Sure, restaurants have to opt in for these specials and other promotions the third-party apps are marketing, so they know there’s a fee. Yet, if they don’t opt in, they won’t appear as an option for the deal in the app. It’s deceptive, feels like a bit of extortion to me. All of these delivery apps have some sort of similar way to rack up fees. For a mom-and-pop food truck or restaurant, the commissions and fees soon eat away at the already small profit margins restaurants usually have.

It’s simply wrong, so wrong. But wait, there’s more! Another nasty, duplicitous practice GrubHub (specifically GrubHub) has implemented, with Yelp’s help, is to hijack the restaurant’s phone number on Yelp. This means if you look up your favorite restaurant on Yelp, and call in an order from the Yelp platform, your call will actually go to GrubHub instead. And get this–they charge the restaurant even if you pick up the order yourself, not only for delivery.

These third-party companies have even started buying up domain names similar to the restaurants to further fool patrons into ordering through them. They also have added restaurants to their platforms, even if the restaurants haven’t agreed to work with them. They seem willing to do anything to get a cut of restaurants’ hard earned dough (and ours). Loathsome! How are these scams even legal?

It happened to me recently. I kept trying to order for pickup at the restaurant, but somehow the order kept going through GrubHub. Bamboozled!

RVB bamboozled

This boils my blood and breaks my heart for these restaurants. In my other life, I am a blogger for a hyperlocal blog whose sole purpose is to highlight, celebrate, and promote local everything.
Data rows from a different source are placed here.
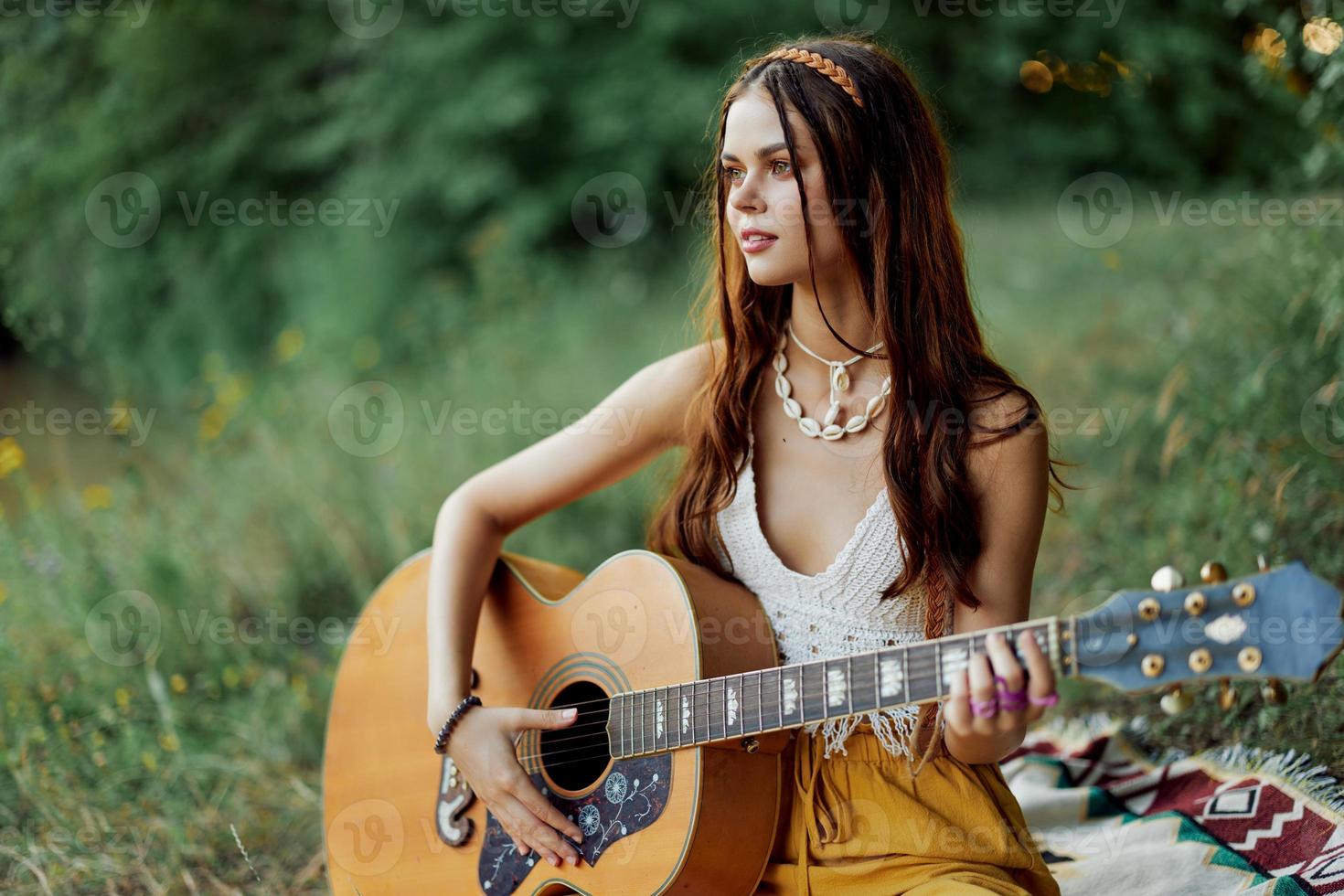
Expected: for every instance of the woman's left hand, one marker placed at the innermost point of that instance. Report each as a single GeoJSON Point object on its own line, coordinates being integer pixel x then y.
{"type": "Point", "coordinates": [977, 739]}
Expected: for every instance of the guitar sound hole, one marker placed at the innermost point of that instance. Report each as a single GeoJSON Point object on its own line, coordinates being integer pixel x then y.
{"type": "Point", "coordinates": [577, 753]}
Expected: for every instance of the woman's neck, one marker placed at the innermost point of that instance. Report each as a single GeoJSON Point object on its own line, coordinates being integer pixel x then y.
{"type": "Point", "coordinates": [846, 314]}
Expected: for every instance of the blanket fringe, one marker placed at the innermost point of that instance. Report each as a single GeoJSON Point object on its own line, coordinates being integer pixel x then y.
{"type": "Point", "coordinates": [1290, 766]}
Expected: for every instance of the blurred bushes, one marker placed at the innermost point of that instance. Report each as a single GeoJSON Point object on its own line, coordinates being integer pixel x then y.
{"type": "Point", "coordinates": [477, 131]}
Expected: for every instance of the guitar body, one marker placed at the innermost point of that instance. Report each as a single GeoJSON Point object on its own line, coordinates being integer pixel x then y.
{"type": "Point", "coordinates": [703, 818]}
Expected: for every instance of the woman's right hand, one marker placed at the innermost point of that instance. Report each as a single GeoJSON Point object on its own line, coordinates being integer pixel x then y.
{"type": "Point", "coordinates": [483, 749]}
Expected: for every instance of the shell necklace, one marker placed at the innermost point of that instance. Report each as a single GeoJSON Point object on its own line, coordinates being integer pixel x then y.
{"type": "Point", "coordinates": [827, 429]}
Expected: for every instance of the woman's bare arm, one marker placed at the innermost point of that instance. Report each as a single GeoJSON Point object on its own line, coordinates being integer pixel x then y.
{"type": "Point", "coordinates": [626, 430]}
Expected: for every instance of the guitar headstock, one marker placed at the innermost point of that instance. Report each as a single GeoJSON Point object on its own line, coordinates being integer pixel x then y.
{"type": "Point", "coordinates": [1275, 624]}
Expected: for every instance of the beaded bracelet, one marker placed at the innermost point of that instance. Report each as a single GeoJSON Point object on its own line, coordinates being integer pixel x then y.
{"type": "Point", "coordinates": [441, 741]}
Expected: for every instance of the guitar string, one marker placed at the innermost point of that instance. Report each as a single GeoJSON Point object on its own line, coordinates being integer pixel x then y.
{"type": "Point", "coordinates": [717, 700]}
{"type": "Point", "coordinates": [712, 706]}
{"type": "Point", "coordinates": [717, 703]}
{"type": "Point", "coordinates": [918, 667]}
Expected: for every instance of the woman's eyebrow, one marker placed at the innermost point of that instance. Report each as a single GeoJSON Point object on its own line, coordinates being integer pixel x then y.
{"type": "Point", "coordinates": [763, 152]}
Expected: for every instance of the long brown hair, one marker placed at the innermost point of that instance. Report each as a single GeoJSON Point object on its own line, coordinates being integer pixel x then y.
{"type": "Point", "coordinates": [887, 155]}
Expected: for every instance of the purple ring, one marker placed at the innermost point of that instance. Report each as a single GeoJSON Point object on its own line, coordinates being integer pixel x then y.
{"type": "Point", "coordinates": [984, 709]}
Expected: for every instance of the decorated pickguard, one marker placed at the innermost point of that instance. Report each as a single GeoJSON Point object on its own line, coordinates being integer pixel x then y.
{"type": "Point", "coordinates": [631, 797]}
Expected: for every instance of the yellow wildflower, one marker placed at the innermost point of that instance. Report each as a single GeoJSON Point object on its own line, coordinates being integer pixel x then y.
{"type": "Point", "coordinates": [11, 455]}
{"type": "Point", "coordinates": [120, 421]}
{"type": "Point", "coordinates": [97, 496]}
{"type": "Point", "coordinates": [212, 423]}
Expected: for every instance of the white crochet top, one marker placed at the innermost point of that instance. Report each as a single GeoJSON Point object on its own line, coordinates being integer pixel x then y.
{"type": "Point", "coordinates": [834, 613]}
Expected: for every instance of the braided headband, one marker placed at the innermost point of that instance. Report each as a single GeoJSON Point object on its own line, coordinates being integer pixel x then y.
{"type": "Point", "coordinates": [820, 63]}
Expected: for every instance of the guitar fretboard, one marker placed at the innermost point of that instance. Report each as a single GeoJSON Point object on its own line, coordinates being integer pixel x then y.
{"type": "Point", "coordinates": [699, 712]}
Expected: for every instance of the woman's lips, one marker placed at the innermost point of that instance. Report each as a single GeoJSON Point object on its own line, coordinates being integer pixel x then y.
{"type": "Point", "coordinates": [758, 243]}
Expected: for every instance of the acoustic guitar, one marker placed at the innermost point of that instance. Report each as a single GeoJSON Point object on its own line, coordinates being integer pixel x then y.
{"type": "Point", "coordinates": [674, 767]}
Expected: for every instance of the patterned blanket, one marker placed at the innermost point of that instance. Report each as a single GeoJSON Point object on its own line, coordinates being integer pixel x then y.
{"type": "Point", "coordinates": [1112, 818]}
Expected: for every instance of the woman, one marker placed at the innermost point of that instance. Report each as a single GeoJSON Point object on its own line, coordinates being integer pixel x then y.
{"type": "Point", "coordinates": [849, 383]}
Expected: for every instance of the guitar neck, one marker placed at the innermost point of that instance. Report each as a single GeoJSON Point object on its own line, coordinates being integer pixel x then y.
{"type": "Point", "coordinates": [728, 707]}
I’m also the internal marketing chair for the Austin Food Blogger Alliance, where we work with local restaurants, distilleries, breweries, and such to promote them and help raise their visibility in the community.

I only bring this up, because I’ve sat with these restaurant and food truck owners, listened to their stories, seen the fire in their eyes as they talk about their recipes. They’ve regaled me with stories of how they got started, what inspires them, and when they had their first successful day. It’s delightful to see the intensity of their enthusiasm for sharing good food with people and how much of themselves they put into their restaurants.

In the original post that lifted the curtain on this shady practice, the Chicago Pizza Boss food truck owner Giuseppe Badalamenti, says the money he got from his GrubHub orders was “almost enough to pay for the food.” Badalamenti had participated in some promotions, which admittedly reduced his cut dramatically, yet the whole premise came as a shock to customers who have been spending their dollars to keep these local businesses afloat. Then here comes the third-party apps, poking a hole in the floaties.

It comes across as downright predatory. Thousands of people have sworn off these apps in favor of calling the restaurant directly for pickup if you are able. This way, you ensure the business you want to support gets the full bill amount. You can get the restaurant’s number directly from Google Maps or the business’s social media or website. This is the best way to help your favorite places stay in business.